Solution: Use an intersection table for a many to one relationship
2. Hierarchy – storing a parent ID – Adjacency list
Solution: Use a path structure (1/5/7/)
3. Always having an incrementing integer as the PK
Solution: Consider natural and compound keys
4. Not using constraints, thinking that leads to simplier design
Solution: Use constraints
5. Using the Entity-Attribute-Value design
Solution: Each entity has its own table
6. Using a “Dual-Purpose foreign key” – Storing an ID that could refer to values from multiple tables, plus a 2nd column to store the table name.
Solution: Set up a proper foreign key relationship
7. Repeating columns – Column1, Column2, Column3
Solution: Set up one to many relationship
8. Splitting data in separate tables based on values – Sales2015, Sales2016, Sales2017
Solution: Use partitioning
Physical Database Design
1. Using the Float data type to store fractional values when exact values are important
Solution: Solution: Use the Numeric type
2. Specifying valid values for a column in a check constraint
Solution: Solution: Put valid values in a table and create a foreign key
3. Storing paths to external files – Stored outside the database where they can’t be managed by the database system.

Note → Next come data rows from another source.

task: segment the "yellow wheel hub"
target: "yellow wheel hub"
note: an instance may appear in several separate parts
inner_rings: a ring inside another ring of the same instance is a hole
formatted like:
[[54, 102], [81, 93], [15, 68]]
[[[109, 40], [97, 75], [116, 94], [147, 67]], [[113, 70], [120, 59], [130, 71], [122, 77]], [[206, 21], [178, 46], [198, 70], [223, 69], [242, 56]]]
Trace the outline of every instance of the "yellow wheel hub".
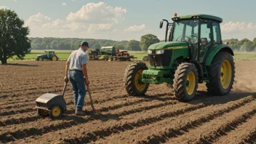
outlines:
[[135, 87], [137, 90], [142, 92], [145, 89], [147, 84], [140, 84], [139, 79], [141, 76], [143, 76], [143, 70], [139, 70], [135, 75]]
[[53, 56], [53, 57], [52, 57], [52, 61], [56, 61], [56, 60], [57, 60], [57, 57], [56, 57], [55, 56]]
[[231, 63], [225, 60], [223, 61], [220, 68], [220, 83], [224, 89], [227, 89], [231, 81], [232, 68]]
[[188, 73], [187, 76], [187, 84], [186, 90], [189, 95], [192, 95], [196, 87], [196, 76], [193, 71]]
[[52, 109], [52, 116], [58, 116], [60, 114], [60, 108], [58, 106], [55, 107]]

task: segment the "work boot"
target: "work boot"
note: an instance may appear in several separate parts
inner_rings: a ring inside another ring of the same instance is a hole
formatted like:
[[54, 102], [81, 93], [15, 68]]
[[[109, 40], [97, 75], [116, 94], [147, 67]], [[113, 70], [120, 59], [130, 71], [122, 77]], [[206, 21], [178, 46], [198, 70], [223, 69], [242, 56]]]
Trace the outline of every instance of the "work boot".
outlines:
[[87, 113], [81, 110], [76, 110], [76, 115], [77, 116], [85, 116]]

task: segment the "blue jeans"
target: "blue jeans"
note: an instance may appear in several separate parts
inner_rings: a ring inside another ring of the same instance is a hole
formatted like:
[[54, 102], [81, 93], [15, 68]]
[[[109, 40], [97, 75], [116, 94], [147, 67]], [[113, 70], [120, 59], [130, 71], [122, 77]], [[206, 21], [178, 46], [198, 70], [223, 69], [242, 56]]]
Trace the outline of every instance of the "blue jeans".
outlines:
[[83, 73], [81, 71], [69, 71], [68, 77], [72, 85], [76, 108], [81, 111], [86, 94]]

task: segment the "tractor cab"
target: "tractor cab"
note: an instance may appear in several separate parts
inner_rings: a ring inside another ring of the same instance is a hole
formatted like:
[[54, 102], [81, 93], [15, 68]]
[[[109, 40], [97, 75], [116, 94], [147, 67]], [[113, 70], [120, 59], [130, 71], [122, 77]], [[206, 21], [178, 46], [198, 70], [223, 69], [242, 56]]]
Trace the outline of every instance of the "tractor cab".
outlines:
[[50, 57], [52, 55], [56, 55], [55, 51], [44, 51], [44, 53], [47, 55], [47, 57]]
[[58, 57], [57, 57], [57, 54], [55, 51], [44, 50], [44, 54], [37, 55], [36, 60], [42, 61], [44, 60], [56, 61], [58, 60]]

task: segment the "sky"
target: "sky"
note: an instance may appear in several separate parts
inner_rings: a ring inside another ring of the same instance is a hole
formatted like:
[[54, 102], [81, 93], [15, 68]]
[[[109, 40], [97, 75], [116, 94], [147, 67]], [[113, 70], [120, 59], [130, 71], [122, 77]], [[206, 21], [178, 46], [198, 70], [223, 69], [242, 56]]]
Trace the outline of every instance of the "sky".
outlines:
[[0, 0], [15, 11], [30, 37], [140, 40], [152, 33], [164, 39], [159, 22], [177, 15], [220, 17], [223, 39], [256, 37], [255, 0]]

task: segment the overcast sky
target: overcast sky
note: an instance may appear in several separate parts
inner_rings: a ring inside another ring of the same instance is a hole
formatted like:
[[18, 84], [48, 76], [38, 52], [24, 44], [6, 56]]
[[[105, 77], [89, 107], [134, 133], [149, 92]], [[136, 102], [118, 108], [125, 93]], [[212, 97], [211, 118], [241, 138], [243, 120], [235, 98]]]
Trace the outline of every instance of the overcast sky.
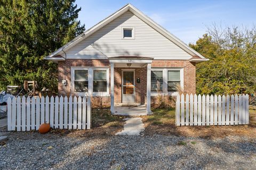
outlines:
[[254, 1], [77, 0], [86, 29], [131, 3], [184, 42], [195, 42], [213, 22], [223, 26], [256, 24]]

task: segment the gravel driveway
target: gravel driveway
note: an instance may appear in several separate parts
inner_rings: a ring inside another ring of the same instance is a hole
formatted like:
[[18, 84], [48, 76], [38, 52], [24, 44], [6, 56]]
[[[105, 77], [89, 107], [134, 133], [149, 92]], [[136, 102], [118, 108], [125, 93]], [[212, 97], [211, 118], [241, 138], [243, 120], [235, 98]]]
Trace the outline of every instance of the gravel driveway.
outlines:
[[1, 169], [255, 169], [256, 139], [12, 132]]

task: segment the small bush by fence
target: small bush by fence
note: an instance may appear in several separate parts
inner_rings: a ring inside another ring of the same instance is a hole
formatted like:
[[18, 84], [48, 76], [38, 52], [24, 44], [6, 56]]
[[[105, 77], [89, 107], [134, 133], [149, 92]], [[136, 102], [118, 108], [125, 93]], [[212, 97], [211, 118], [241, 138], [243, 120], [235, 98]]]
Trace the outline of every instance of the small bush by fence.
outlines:
[[44, 123], [53, 129], [89, 129], [91, 105], [91, 98], [86, 97], [9, 98], [8, 130], [37, 130]]
[[246, 124], [249, 123], [249, 95], [188, 94], [177, 96], [176, 125]]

Solution: Store data in a Blob, or use Filestream to manage the files
4. No indexes or creating too many indexes
Solution: Analyze usage data to understand where indexes are needed
Query
1. Not allowing NULLs and using a different value to represent missing data
Solution: Use NULL to represent missing data
2. Listing columns in a SELECT clause that aren’t either listed in a GROUP BY clause or contained in an aggregate function (Not valid in SQL Server, which will raise an error)
Solution: Follow the rules for GROUP BY
3. In trying to pick a record at random, sorting the dataset by a random number (Like RAND or NEWID) and taking the first record.
Solution: Find other ways to pick a random value. In SQL Server, use TABLESAMPLE (1 ROW).
4. Simulating a search engine by using LIKE ‘%SearchTerm%’.
Solution: In SQL Server, use full-test search
5. Trying to return complex datasets all in one query – Lots of times there are unintended results, like Cartesian joins.
Solution: Break a complex problem into smaller steps
6. Depending on column order, with SELECT * or INSERT without explicitly listing columns.
Solution: Avoid wildcard queries and explicitly list columns for INSERTs
Application Development
1. Storing passwords in plain text
Solution: Store a salted hash of the password
2. Added unverified text to a SQL query – Open to SQL injection.
Solution: Filter input or use parameterized queries.
3. Backfilling any gaps in identity columns.
Solution: Treat keys as a uniwue indentifier, not as a row number.
4. Ignoring return values from a database API in an effort to have simpler or less code.
Solution: Store any dynamically generated SQL and return values from executing queries to aid in troubleshooting.
5. Not treating SQL as code – No source control, tests, etc.
Solution: Treat SQL as any other application code.
6. MVC – Using the Model as an Active Record.
Solution: Decouple the model from the tables.